J’ai déjà fait quelques posts ici et je ne sais trop où ça mène (même si l’important est surtout de lire ce que les autres blogueurs ont à dire), mais je pense qu’il faut plus publier sur l’examen de la pétition contre la loi Duplomb, qui a commencé en début de mois et qui, à en croire un article d’Amélie Poinssot sur Médipart, s’est moins concentré sur la signification d’une mobilisation de deux millions de signataires que sur les conditions d’un contournement de l’interdiction par le Conseil constitutionnel. L’examen de la pétition devrait se poursuivre en séance plénière à l’assemblée le 24 novembre.
Apparemment, le lobby de l’industrie de la noisette est à la manoeuvre pour réintroduire l’acétamipride. Mais je sais aussi de source sûre que le lobby des betteraviers est à la manoeuvre pour poursuivre le même objectif.

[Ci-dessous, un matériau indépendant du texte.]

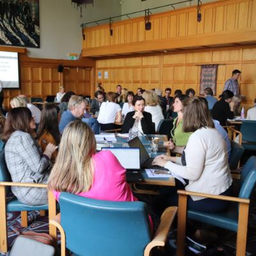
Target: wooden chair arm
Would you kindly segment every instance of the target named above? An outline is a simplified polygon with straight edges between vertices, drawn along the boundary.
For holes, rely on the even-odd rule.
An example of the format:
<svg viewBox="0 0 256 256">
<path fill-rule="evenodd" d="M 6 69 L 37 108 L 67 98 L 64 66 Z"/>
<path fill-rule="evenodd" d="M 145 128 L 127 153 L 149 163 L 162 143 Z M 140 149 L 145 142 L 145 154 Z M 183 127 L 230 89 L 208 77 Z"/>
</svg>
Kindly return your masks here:
<svg viewBox="0 0 256 256">
<path fill-rule="evenodd" d="M 178 194 L 184 195 L 187 196 L 191 195 L 196 196 L 202 196 L 202 197 L 207 197 L 208 198 L 219 199 L 230 202 L 236 202 L 237 203 L 243 203 L 248 204 L 250 204 L 250 199 L 241 198 L 239 197 L 222 196 L 220 195 L 205 194 L 203 193 L 188 191 L 187 190 L 178 190 L 177 193 Z"/>
<path fill-rule="evenodd" d="M 147 245 L 144 250 L 144 256 L 149 255 L 151 250 L 154 247 L 164 246 L 167 236 L 174 218 L 176 216 L 177 209 L 178 207 L 177 206 L 171 206 L 164 210 L 161 216 L 160 224 L 156 230 L 155 237 L 152 241 Z"/>
<path fill-rule="evenodd" d="M 58 213 L 54 217 L 49 220 L 49 224 L 56 227 L 60 232 L 61 236 L 61 255 L 66 255 L 66 237 L 63 228 L 60 224 L 60 213 Z"/>
<path fill-rule="evenodd" d="M 40 183 L 19 183 L 1 181 L 0 186 L 16 186 L 18 187 L 44 188 L 47 188 L 47 185 Z"/>
</svg>

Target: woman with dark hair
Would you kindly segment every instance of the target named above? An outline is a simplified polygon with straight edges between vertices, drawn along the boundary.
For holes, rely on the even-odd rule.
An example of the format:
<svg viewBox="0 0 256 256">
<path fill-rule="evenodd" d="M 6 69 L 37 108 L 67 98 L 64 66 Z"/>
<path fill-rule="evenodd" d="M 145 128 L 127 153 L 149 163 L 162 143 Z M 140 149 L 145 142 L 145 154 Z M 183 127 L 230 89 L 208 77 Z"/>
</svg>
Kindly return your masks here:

Les alternatives à l’acétamipride existent mais les grands lobbys s’entêtent, alors que leur discours est incohérent! Quelqu’un comme Franck Sander (qui cumule les mandats de vice-président de la FNSEA, président de la CGB (planteurs de betteraves à sucre), 3ᵉ vice-président du Copa-Cogeca… Une véritable machine politico-agricole alors qu’il se présente comme un “homme du terrain”) porte partout avec lui des incohérences criantes.
D’un côté, il se présente comme le défenseur de la souveraineté alimentaire. De l’autre, il pousse pour un modèle betteravier dépendant d’industriels comme Bayer, Syngenta, Corteva ou BASF, sponsors de la CGB et accusés d’avoir dissimulé des études montrant la toxicité de leurs produits. Comment prétendre défendre la souveraineté française tout en s’appuyant sur les plus grands groupes phytosanitaires du monde, eux-mêmes épinglés pour leurs exportations de pesticides interdits en Europe ?
Quand Sander parle souveraineté, il brouille les cartes : parfois la souveraineté est française, parfois européenne, selon ce qui l’arrange. Et quand il veut justifier les néonicotinoïdes, il ressort systématiquement la carte de la menace sur le sucre, l’éthanol, la méthanisation, les gels hydroalcooliques… sauf qu’il oublie de préciser que ces usages sont concurrents entre eux. On ne peut pas produire en même temps plus de sucre alimentaire, plus de carburant, plus de méthane, avec la même betterave. Mais ce flou lui permet de défendre un modèle où la betterave est partout, donc où lui-même reste indispensable.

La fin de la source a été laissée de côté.